Thirty years after the legislation that brought in the comprehensives we are now seeing systematic attempts by Conservative and Labour politicians to undermine their credibility. Harriet Harman will be sending her son to a grammar school miles from her home. David Blunkett asks us to "read his lips" about there being no academic selection under a Labour government while at the same time suggesting that comprehensives have failed.

More sinister is the work of the Tories who hold the levers of power. Step by step they are introducing measures designed to distort the comprehensive ideal and bring back the grammar schools for which so many of them yearn.

Yesterday's speech by Education Secretary Gillian Shephard was yet one more indication of the open dislike that the Tories have for comprehensives.
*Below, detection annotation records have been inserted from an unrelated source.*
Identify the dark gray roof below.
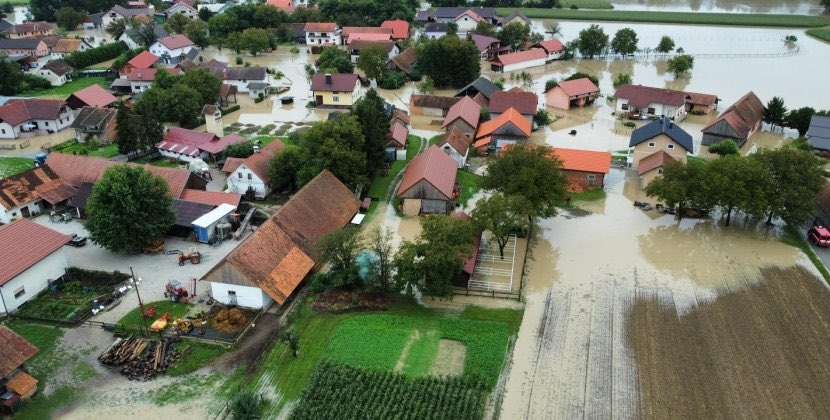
[455,77,499,99]
[807,115,830,150]
[424,22,447,32]
[628,118,694,153]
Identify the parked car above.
[807,225,830,248]
[69,233,86,247]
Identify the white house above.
[150,34,198,64]
[222,140,283,198]
[0,219,69,314]
[36,60,75,86]
[0,99,75,139]
[305,22,340,46]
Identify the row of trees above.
[646,148,825,226]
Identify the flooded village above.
[0,0,830,419]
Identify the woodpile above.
[98,336,181,381]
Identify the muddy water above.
[502,169,813,418]
[611,0,823,15]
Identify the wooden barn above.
[398,145,457,216]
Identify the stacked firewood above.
[98,336,181,381]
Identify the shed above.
[193,204,236,243]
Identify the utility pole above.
[130,266,150,334]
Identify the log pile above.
[98,336,181,381]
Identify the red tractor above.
[164,280,190,303]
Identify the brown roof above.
[398,145,458,200]
[0,326,39,378]
[441,96,481,130]
[409,95,461,109]
[46,152,191,198]
[489,87,539,115]
[0,166,75,210]
[206,170,360,304]
[702,92,764,139]
[0,219,69,288]
[614,85,686,106]
[436,127,472,155]
[311,73,357,92]
[637,150,677,175]
[0,99,66,125]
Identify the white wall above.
[210,281,273,309]
[0,248,67,313]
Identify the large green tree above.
[352,89,389,176]
[392,215,474,297]
[611,28,638,55]
[577,25,608,58]
[416,36,481,88]
[481,144,566,221]
[85,165,176,252]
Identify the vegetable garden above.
[290,360,487,420]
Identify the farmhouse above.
[530,39,565,61]
[441,96,481,136]
[614,85,686,121]
[0,99,75,139]
[0,219,69,314]
[701,92,764,147]
[807,115,830,150]
[545,77,599,109]
[490,48,548,73]
[628,117,694,168]
[0,166,75,223]
[222,139,284,198]
[0,325,38,406]
[202,170,360,308]
[397,145,457,216]
[474,108,532,152]
[551,147,611,192]
[435,127,472,169]
[637,150,677,189]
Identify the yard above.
[0,156,35,179]
[20,77,110,99]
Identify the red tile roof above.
[0,324,39,378]
[158,34,194,50]
[441,96,481,130]
[311,73,357,92]
[476,108,533,138]
[489,87,539,115]
[493,48,548,66]
[181,188,242,207]
[551,147,611,174]
[614,85,686,106]
[637,150,677,175]
[127,51,159,69]
[557,77,599,96]
[380,19,409,39]
[0,219,69,288]
[67,85,118,108]
[398,145,458,200]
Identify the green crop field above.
[498,8,830,28]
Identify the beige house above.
[628,117,694,168]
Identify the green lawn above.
[807,27,830,42]
[497,7,830,28]
[455,170,481,206]
[0,156,35,179]
[20,77,110,99]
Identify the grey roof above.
[628,118,694,153]
[807,115,830,150]
[455,77,499,99]
[424,22,448,32]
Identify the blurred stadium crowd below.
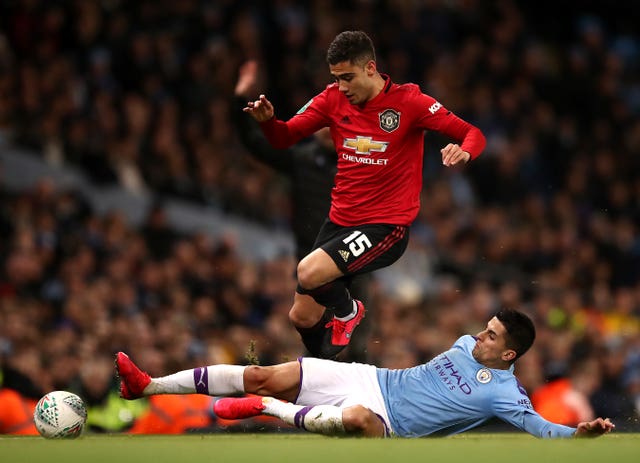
[0,0,640,433]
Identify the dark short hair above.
[496,309,536,360]
[327,31,376,65]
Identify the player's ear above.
[364,59,376,77]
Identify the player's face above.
[472,317,516,369]
[329,61,376,105]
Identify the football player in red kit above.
[244,31,486,358]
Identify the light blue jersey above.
[377,335,575,437]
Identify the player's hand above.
[575,418,616,437]
[440,143,471,167]
[242,95,274,122]
[234,60,258,96]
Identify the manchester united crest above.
[380,109,400,132]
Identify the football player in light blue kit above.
[116,309,614,438]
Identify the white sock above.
[262,397,345,436]
[144,365,246,396]
[336,300,358,322]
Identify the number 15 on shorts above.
[342,230,372,257]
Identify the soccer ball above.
[33,391,87,439]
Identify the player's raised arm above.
[574,418,616,437]
[243,95,274,122]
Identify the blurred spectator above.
[531,357,600,426]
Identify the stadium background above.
[0,0,640,432]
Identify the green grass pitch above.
[0,433,640,463]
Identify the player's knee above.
[342,405,384,437]
[296,259,318,289]
[243,365,271,394]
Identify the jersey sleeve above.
[413,90,487,159]
[493,384,576,438]
[260,87,330,149]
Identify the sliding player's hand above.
[575,418,616,437]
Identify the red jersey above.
[261,76,485,226]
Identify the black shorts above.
[313,219,409,277]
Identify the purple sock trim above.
[376,413,391,437]
[193,367,209,395]
[293,357,302,404]
[293,407,312,431]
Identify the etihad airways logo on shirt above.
[341,135,389,166]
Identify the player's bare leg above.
[289,248,365,358]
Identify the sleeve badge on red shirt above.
[379,109,400,132]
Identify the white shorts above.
[295,357,392,436]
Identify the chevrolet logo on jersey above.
[342,135,389,154]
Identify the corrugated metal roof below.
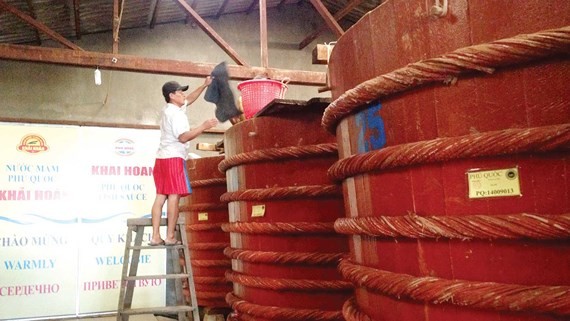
[0,0,382,45]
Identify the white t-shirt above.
[156,103,190,159]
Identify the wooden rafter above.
[277,0,287,10]
[0,45,326,86]
[26,0,42,46]
[216,0,230,19]
[149,0,160,29]
[176,0,248,66]
[299,0,364,49]
[0,0,83,50]
[245,0,255,14]
[113,0,123,53]
[311,0,344,37]
[259,0,269,68]
[73,0,81,39]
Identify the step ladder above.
[117,215,200,321]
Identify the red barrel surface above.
[220,99,352,320]
[322,0,570,321]
[180,156,232,308]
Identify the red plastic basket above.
[238,79,287,119]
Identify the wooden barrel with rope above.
[322,0,570,321]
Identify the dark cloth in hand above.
[204,62,242,122]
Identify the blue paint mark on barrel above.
[355,102,386,153]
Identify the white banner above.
[0,123,165,319]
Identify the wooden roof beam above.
[0,0,83,50]
[148,0,160,29]
[299,0,364,49]
[113,0,123,53]
[311,0,344,38]
[0,44,326,86]
[176,0,249,66]
[216,0,230,19]
[73,0,81,40]
[245,0,255,15]
[26,0,42,46]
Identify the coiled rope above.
[222,222,335,234]
[190,178,226,188]
[224,247,347,266]
[220,185,342,203]
[218,143,337,173]
[322,26,570,132]
[226,293,343,321]
[328,124,570,180]
[226,270,353,291]
[334,213,570,240]
[339,260,570,315]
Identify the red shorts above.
[152,157,192,196]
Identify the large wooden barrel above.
[220,99,352,321]
[323,0,570,321]
[180,156,232,309]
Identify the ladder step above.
[121,305,195,315]
[125,273,190,281]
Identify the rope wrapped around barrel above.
[218,143,346,321]
[335,213,570,321]
[322,26,570,133]
[224,247,347,266]
[220,185,342,203]
[190,178,226,188]
[218,143,337,173]
[328,124,570,180]
[226,293,343,321]
[322,26,570,321]
[179,203,228,212]
[179,178,228,212]
[339,260,570,320]
[334,213,570,240]
[190,260,232,268]
[226,270,353,292]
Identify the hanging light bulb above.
[95,67,101,86]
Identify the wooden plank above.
[113,0,123,54]
[313,44,334,65]
[311,0,344,37]
[0,0,83,50]
[148,0,160,29]
[26,0,42,45]
[176,0,249,66]
[122,305,195,315]
[299,0,364,49]
[254,98,331,117]
[73,0,81,40]
[216,0,230,19]
[0,44,326,86]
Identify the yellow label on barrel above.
[467,167,521,198]
[251,205,265,217]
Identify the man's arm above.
[178,118,218,144]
By further increasing the proportion of students that schools will be able to select by ability, she has confirmed my worst fears that we have merely reached another staging post on the road to full selection.

The effect of these measures will be to intensify the dogfight between local comprehensives that has emerged in recent years. These measures will ensure that many of our comprehensives, situated in unattractive, deprived areas of our cities, will rapidly become the secondary moderns of yesteryear.

How will the schools, with their new powers of selection, choose their pupils? You can put your mortgage on the fact that most will try to incorporate an interview into their procedures. Interviews give you a clear indication of the social-class of the parents and headteachers will be falling over themselves to try to offer places to the supportive middle-classes.

It would be terrible shame if the education system was forced into selection. Our comprehensives are not the pits of mixed-ability teaching that right-wing politicians would have you believe. Most have been into "setting" and "banding" by ability for years. Many recognise that for many of our students such arrangements get the best results.

I might be wrong, but I strongly believe that the push for selection once again highlights the social class divisions that exist in our society. The activists in favour of selection secretly believe the bright middle- class youngsters at secondary level ought not to have to tolerate the behaviour of their more roughly hewn peers from working-class homes. An out-of-date theory? If you don't believe me, talk at length to some of the middle-class parents in Islington, where I live, who are about to choose secondary schools for their children.

The writer is headteacher of Rutlish School, London Borough of Merton.